The Problem
I am re-evaluating Firefox as my everyday browser (moving back from Brave) and was reminded of the Multi-account container functionality today. That is a killer feature, IMHO. I’d been running several instances of Brave under different profiles to keep things separate, but this is so much easier (and better with RAM, maybe?).
However, I was also reminded of an incredibly annoying and frustrating side-effect of Firefox’s now-default privacy feature to prevent browser/device fingerprinting: the timezone for my device is mis-reported to websites, so the displayed timestamps of messages are off by hours. It’s incredibly disorienting to look at your email inbox and see messages arrive from the future!
Spoofing the client’s timezone is only one part of Mozilla’s attempt to prevent browser fingerprinting. Fingerprinting is (probably?) a genuine privacy/tracking concern, but I just can’t handle incorrect timestamps in my emails and other web-based message clients (e.g. Facebook, Twitter, Mastodon, GroupMe, and whatever else). Mozilla reports this is a feature under “heavy development” right now and even they recommend disabling it if it’s causing problems.

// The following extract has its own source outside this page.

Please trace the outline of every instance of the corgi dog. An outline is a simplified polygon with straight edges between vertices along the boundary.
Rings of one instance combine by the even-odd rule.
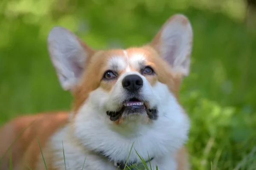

So as a reminder/shortcut to myself, here is how to fix it.
The Fix
- Navigate to
about:config
and reassure Firefox that you “know what you’re doing”
- Then set the
privacy.resistFingerprinting
option toFalse
.
- Reload the impacted tabs (or just restart the whole browser) and you’re done.
I spent some time looking to see if there was an option to limit my changes to only not meddle with the timezone rather than taking a sledge-hammer to the whole thing. But it doesn’t look like it’s configurable at the moment. I even tried to whitelist specific sites. Granted it is entirely possible I didn’t implement the whitelist correctly or simply muffed up the test some other way.
Hopefully, Mozilla will introduce flexibility with this privacy feature in the future.